[linux-cifs-client] close-to-open cache consistency and cifs

Fri Dec 19 16:26:42 GMT 2008

On Fri, 19 Dec 2008 09:50:58 -0600
Steven French <sfrench at us.ibm.com> wrote:

> Yes - Shirish is correct.
> 
> We don't reconnect on close because close on the server side is done 
> automatically when the session drops.   Before we get to cifs_close on the 
> client side, the VFS (fput) does flush so we have written out all dirty 
> pages by this point.   We have talked about trying filemap_fdatawait twice 
> in flush to handle errors, but by the time we get to close we have tried 
> hard to flush the pages.
> 

If that's the case, then why are we bothering with all of this waiting
in cifs_close? I have to express some reservation with any scheme that
is basically "wait for a little while and then give up". There are
places where that's appropriate, but it doesn't seem like flush/close
is one of them.

> On the point of close to open consistency, I don't believe NFS does it in 
> a way that is safe, and couldn't really do it in any case without a close 
> and open operation.   Between the write and the getattr can be writes from 
> other clients which are not reflected in the page cache on the client, and 
> this could be a very big race if time stamps are not very granular (e.g. 
> if 1 second ext3 time stamps).   CIFS can get the time from the close 
> request of course, which makes it much safer in that regard.   

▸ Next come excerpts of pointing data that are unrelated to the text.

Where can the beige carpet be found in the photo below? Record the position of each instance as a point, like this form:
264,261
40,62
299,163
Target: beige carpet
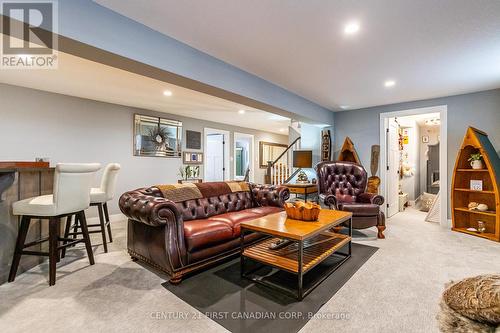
397,290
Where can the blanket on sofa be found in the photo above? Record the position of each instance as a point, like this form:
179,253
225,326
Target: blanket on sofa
191,191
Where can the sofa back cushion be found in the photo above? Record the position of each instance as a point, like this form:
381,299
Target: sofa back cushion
345,180
203,200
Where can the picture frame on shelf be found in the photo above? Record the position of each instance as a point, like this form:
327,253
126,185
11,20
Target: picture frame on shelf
476,185
192,157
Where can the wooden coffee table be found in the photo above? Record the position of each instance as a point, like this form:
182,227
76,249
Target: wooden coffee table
312,243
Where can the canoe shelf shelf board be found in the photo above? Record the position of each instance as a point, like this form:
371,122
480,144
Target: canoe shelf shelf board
465,187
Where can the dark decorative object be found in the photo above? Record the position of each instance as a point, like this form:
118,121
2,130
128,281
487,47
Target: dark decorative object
193,140
157,136
326,146
341,186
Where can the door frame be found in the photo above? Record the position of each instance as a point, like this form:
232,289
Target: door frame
443,154
227,156
251,153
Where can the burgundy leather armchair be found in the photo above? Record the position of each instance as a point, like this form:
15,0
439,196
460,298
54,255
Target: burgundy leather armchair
181,237
342,185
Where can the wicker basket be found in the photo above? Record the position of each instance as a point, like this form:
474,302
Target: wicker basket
304,211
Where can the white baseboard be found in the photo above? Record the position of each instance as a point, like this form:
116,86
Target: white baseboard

Actually, I misspoke. NFS uses the attrs on the last write reply when
closing. That should make the scheme safe (well, at least as safe as it
can be assuming sufficient time granularity).

> Should make a correction ... we can set the time on SMB Close
> 
> SMB2 close can return the last write time (which is more useful).

That's a good point. We can't guarantee CTO consistency if we don't get
attributes from the last write call. I don't think even getting the
attrs from SMB2 close is sufficient unless we were holding an oplock.
If we don't have an oplock then another writer could race in and change
the file before we issue the close.

> If there is a failure in filemap_fdatawrite then we should be retrying at 
> least once (remember that we could be failing due to memory pressure that 
> is unresolvable unless we return back to flush), and we are not going to 
> close a file handle while there are writes on that handle (that has 
> nothing to do with flush/close races ... that is simply due to the fact 
> that cifs_writepages does not have any way of picking the correct file 
> handle and can pick one that is going to be closed as soon as 
> filemap_fdatawrite/filemap_fdatawait finishes - remember that the kernel 
> does not tell us which file handle to use in writepages so when a file is 
> open multiple times we may have to wait in close if writepages is using 
> the "wrong" handle).
> 
> In flush we could be doing filemap_fdatawait but I don't think it matters. 
>   Our writes in cifs_writepages are synchronous anyway.

I suppose my point here is that there are possible situations where the
server filehandle might never be closed. The scheme in cifs_flush is
"wait for a little while and then give up". Once we "give up", what
closes the filehandle?

-- 
Jeff Layton <jlayton at redhat.com>